Spoelstra'nın beceremediği şeyler bunlar oldu sezon genelinde. Tabi en çok eleştirildiği noktalardan biri de tecrübesizliği ama onu da böyle bir tecrübe paketi hazırlayıp ekleyemiyorsunuz ki maalesef. Yani bir kusur gibi görmek yanlış olur. Gelin görün ki Heat'ten ayrılana kadar da paçasını bırakmayacak gibi bu 'tecrübesiz' sıfatı.

Riley'e geçecek olursak; LeBron, Wade ve Bosh'ın kendisine, Spoelstra'ya duyduklarından çok daha fazla saygı duyacakları kesin. Belki tecürebesiyle Heat'e çok daha iyi basketbol da oynatacak. Şampiyon oldukları sene Stan Van Gundy'ye yaptıklarını hatırlıyoruz ama bu sene onun için biraz geç kaldı. Ayrıca olur da o başa geçtikten sonra ilk senesindeki bu takım şampiyon olamazsa, ki bu ihtimal az değil, o zaman Spoelstra kadar Riley de şampiyonluğa ulaşamamış bir koç ünvanı elde eder. Takım zaten Riley'nin elinde ve istediği zaman parkeye inebileceğini kendisi de biliyor. Bu riski göze almaya gerek yok. Unutmayalım ki kendisi hala bu üçlüyü birleştiren adam olarak anılıyor. Ekstradan bir şeyler yapma çabasına neden girsin ki? Zaten söylenilenlere göre Spoelstra'yı da kukla gibi yönetiyormuş aslında. Bu durumda Spoelstra'nın da işi çok zor, düşünsenize belli sınırlar içinde koçluk yapmak zorundasınız, pek çok şeye kendiniz karar veremiyorsunuz... Bu sistemin ne kadar yararlı olduğu tartışılır ancak Heat sezon sonuna kadar böyle devam edecek gibi duruyor.

8 FARKLI FIKIR:

QuaresmA dedi ki...

Spoelstra'nın en büyük sorunu fazla genç görünmesi. 40 yaşında ama 25 yaşında gösteriyor, o ciddi bi sorun. Tecrübesizliği bu kadar ortaya atılmazdı saçları hafif beyaz olsa.

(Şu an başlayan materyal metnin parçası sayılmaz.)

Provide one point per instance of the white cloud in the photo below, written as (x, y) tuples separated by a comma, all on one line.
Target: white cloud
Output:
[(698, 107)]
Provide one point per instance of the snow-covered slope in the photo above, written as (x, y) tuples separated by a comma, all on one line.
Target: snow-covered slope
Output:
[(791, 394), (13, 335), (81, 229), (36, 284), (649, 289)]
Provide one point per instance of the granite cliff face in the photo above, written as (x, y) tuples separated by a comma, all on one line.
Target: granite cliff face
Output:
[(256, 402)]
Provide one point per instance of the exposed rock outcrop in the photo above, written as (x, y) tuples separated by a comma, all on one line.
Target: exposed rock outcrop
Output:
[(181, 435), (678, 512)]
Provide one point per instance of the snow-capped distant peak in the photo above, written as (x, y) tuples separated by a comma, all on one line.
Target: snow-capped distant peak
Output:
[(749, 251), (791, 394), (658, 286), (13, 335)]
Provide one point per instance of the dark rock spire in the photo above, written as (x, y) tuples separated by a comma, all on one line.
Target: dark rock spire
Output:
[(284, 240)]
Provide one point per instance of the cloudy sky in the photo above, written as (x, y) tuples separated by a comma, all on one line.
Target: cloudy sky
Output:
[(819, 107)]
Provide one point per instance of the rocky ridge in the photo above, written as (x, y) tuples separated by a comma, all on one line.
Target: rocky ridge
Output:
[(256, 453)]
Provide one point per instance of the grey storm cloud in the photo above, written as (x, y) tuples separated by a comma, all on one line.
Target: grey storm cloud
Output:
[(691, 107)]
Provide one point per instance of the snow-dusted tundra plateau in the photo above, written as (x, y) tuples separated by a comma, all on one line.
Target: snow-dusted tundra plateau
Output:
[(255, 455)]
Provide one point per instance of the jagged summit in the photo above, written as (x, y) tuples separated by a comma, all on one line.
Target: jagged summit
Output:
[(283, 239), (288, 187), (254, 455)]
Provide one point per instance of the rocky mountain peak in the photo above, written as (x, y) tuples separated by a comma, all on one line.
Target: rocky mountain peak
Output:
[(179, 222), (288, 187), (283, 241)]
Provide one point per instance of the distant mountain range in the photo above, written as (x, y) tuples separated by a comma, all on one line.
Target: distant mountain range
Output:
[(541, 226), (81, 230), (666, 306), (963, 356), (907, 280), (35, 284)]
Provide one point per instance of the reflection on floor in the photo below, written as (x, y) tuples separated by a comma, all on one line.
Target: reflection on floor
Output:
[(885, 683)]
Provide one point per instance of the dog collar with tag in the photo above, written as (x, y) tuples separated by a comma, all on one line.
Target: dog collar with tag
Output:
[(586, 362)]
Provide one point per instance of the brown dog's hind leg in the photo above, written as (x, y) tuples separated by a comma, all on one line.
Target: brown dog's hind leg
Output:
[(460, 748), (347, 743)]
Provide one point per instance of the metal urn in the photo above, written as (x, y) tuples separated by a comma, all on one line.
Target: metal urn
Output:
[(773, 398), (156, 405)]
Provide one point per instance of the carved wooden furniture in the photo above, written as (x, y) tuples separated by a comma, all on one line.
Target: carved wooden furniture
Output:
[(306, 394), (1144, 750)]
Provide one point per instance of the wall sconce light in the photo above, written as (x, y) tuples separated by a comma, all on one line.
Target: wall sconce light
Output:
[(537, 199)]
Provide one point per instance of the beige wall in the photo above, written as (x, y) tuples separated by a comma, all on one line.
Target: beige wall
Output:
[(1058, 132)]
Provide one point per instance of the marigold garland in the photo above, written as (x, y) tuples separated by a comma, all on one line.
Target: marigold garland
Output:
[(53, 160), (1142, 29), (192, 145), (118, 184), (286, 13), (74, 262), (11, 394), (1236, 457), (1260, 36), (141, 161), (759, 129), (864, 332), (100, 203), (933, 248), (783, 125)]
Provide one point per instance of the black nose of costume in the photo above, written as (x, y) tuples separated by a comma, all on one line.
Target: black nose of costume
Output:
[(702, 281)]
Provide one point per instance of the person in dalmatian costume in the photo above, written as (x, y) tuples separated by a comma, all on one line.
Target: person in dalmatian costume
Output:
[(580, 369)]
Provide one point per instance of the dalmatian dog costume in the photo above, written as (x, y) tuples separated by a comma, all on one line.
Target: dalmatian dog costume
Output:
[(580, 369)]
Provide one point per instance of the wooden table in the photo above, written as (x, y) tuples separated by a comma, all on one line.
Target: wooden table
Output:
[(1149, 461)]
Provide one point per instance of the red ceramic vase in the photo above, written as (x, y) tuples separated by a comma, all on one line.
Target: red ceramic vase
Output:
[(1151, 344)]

Riley şampiyon yapamayacağını düşündüğü hiçbir takım için parkeye inmez. Şu anda da inandığını sanmıyorum, bu yüzden bu sene o iş zor. Şu anda bunu yapar ve şampiyon olamazsa Yılmaz Vural'ı kovup, şampiyonluğa çökmeye çalışan Özkan Sümer durumuna düşer.

Belki seneye.

DaveJones dedi ki...

Evet yazdıklarınıza katılıyorum, Spoelstra çocuk gibi duruyor bence. Ayrıca dikkat ediyorumda Türk gazetesi başlıklarına baya sardınız son zamanlarda :D

Adsız dedi ki...

Phil jeksın spoelstra kovulmasın diye gazladı miamiyi kendine karşı yendiler lakersı iste bence kovulmaz

Adsız dedi ki...

yahu riley takımın başına geçmeyecekse de kovsun spastikolestrayı, en azından paraları boşa gitmez. şu takımın başında kimse olmasa da bu kadar oynar bu takım zaten.

coyote dedi ki...

yani kovmasına da gerek yok, akıl hocalığı yapsın, ya da çok sorun olmayacaksa head koç olarak başa geçsin erik'i yardımcılığa kaydırsın bir sezon kadar. sonuçta gelecek vadeden bir koç.

Adsız dedi ki...

eskenes ne demak

Adsız dedi ki...

tek yaptırdığı set lebron al topu yardır içeri koç diye gaz vermek molada

Adsız dedi ki...

şu takımın başına eri yerine morinyo gelse yine değişen olmaz. yani ne gerileme ne de ilerleme. bu kadronun bu sene olacağı budur. o olacağı yer de nba şampiyonluğudur. erik kalsın... diyerek bu sitedeki erik spoelstra avukatlığı görevime devam ettiğimi arz ediyorum.